Smart payments and the way they take place is a rapidly evolving ecosystem that isn’t slowing down.
The Internet of Things (IoT) is providing enhancements to the entire world in which we live through a rapidly growing spectrum of connected items in our lives.
A substantial component of this IoT trend has to do with being able to complete smart payments.
Though it feels as though it wasn’t all that long ago that smart payments first came into existence, and for many people, the idea of using wearable technology to complete transactions still seems like something out of science fiction, the Internet of Things is already rapidly growing and expanding, transforming that environment.

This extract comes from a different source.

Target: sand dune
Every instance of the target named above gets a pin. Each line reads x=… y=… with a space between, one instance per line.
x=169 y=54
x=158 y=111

IoT for smart transactions is rapidly altering the way smart payments take place, boosting security, convenience and efficiency. That said, it’s important to remember that while there are a wide array of advantages, there continue to be certain challenges and drawbacks that should not be ignored.
The Internet of Things has made smart payments possible and is allowing them to grow and thrive.
Among the most broadly recognized forms of smart payments through the IoT is in contactless payments. These are the transactions that have existed for years but that didn’t really take off in the United States until the pandemic brought about a need for contact-free options in public places.
This made it possible for consumers to pay for purchases at a point-of-sale terminal using a tap card, a smartphone with a mobile wallet app, or with wearables such as smartwatches. The technology reduced physical contact and provided a convenient way to complete a transaction in nothing more than a couple of seconds.
That said, the impact of the Internet of Things has been greater than that. They include everything from automated self-checkout kiosks in retail stores to mobile wallet apps such as Google Pay, Apple Pay and Samsung Pay, and even in transportation through smart cards and their app equivalents. This is not even to mention household appliances that are now internet connected and the moves the healthcare industry has made to use IoT devices and sensors to do everything from monitor patient health to processing insurance claims and payments.